“I did not.”
“Well, for once you are right. I merely wish to show you how your good situation depends on the caprice of one man. I have no intention of discharging you. I am not so much afraid of you as that. I’ll look after my daughter.”
Marsten said bitterly:
“Gibbons, ass as he is, is right when he says that no one is so hard on a workman as one who has risen from the ranks. You were no better off than I am, when you were my age.”
Sartwell sprang to his feet, his eyes ablaze with anger.
“Pay attention, young man,” he cried. “All the things you have done, I have done. All the things you intend to do, I have already done. I have, in a measure, educated myself, and I have worked hard night and day. I have attained a certain position, a certain responsibility, and a certain amount of money. I have had little pleasure and much toil in my life, and I am now growing old. Yet as I look back I see that there was as much luck as merit in what success I have had. I was ready when the chance came, that was all; if the chance hadn’t come, all my readiness would have done me little good. For one man who succeeds, a dozen, equally deserving, fail.
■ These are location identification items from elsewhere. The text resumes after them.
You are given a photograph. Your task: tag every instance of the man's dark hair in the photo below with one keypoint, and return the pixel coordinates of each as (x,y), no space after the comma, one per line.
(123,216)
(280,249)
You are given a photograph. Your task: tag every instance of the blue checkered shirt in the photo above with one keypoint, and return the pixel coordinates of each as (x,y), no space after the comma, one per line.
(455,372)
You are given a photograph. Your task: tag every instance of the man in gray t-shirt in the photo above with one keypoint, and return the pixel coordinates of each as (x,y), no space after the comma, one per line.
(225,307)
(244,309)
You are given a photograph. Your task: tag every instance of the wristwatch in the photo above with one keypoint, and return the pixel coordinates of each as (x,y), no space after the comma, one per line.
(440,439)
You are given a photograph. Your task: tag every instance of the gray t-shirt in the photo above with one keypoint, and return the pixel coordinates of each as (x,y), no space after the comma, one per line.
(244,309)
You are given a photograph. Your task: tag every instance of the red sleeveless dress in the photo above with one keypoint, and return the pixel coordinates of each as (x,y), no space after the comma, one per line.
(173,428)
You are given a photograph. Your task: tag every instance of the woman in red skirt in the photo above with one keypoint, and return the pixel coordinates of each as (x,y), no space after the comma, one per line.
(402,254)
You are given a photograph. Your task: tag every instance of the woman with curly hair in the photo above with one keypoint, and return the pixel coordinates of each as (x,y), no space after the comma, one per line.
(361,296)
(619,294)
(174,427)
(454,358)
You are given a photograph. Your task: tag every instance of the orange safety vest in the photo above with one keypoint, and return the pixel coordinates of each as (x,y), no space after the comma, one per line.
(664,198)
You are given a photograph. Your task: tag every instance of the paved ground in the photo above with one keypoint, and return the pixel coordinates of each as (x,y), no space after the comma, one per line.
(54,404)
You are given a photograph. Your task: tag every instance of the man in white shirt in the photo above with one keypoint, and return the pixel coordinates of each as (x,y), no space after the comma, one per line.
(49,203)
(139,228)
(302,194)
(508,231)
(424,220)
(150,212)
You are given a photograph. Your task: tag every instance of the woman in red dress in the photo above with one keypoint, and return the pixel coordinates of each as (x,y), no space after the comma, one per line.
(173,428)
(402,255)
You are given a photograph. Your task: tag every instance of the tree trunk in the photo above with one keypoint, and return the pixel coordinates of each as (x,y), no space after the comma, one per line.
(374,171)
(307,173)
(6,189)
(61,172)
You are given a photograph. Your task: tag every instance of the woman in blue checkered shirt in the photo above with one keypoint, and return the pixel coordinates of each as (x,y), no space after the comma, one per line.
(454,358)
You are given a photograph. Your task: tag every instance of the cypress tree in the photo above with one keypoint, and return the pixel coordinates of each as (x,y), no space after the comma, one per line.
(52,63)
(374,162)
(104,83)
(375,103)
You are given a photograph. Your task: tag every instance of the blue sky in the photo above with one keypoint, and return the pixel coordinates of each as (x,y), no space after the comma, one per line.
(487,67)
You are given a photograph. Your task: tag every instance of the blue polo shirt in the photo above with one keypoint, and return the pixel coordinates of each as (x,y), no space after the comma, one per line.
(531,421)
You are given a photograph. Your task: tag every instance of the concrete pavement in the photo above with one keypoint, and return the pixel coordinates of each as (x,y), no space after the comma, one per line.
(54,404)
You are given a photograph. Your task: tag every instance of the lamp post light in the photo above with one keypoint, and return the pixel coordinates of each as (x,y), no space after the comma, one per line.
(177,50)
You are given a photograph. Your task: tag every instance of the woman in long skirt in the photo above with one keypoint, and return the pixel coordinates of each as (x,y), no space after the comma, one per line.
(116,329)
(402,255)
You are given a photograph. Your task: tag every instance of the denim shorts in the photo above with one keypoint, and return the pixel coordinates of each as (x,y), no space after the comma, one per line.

“Now, why have I gone through all this? Why? For myself? Not likely. I have done it so that she may not have to be that tired drudge—a workman’s wife—so that she may begin where I leave off. That’s why. For myself, I would as soon wear a workman’s jacket as a manager’s coat. And now, having gone through all this for her sake—you talk of love! What is your love for her compared to mine? When I have done all this that she might never know what it means, shall I be fool enough, knave enough, idiot enough, to thrust her back where I began, at the beck of the first mouthing ranter who has the impudence to ask for her? No, by God, no! Now you have had your answer, get out, and don’t dare to set foot in this office until you are sent for.”
Sartwell in his excitement smote the desk with his clenched fist to emphasize his sentences. Marsten shrank before his vehemence, realizing that no workman had ever seen the manager angry before, and he dreaded the resentment that would rise in Sartwell’s heart when the coldness returned. He felt that he would have been more diplomatic to have left sooner. Nevertheless, seeing that things could be no worse, he stood his ground.
“I thought,” he said, “that it would be honourable in me to let you know——”
“Don’t talk to me of honour. Get out.”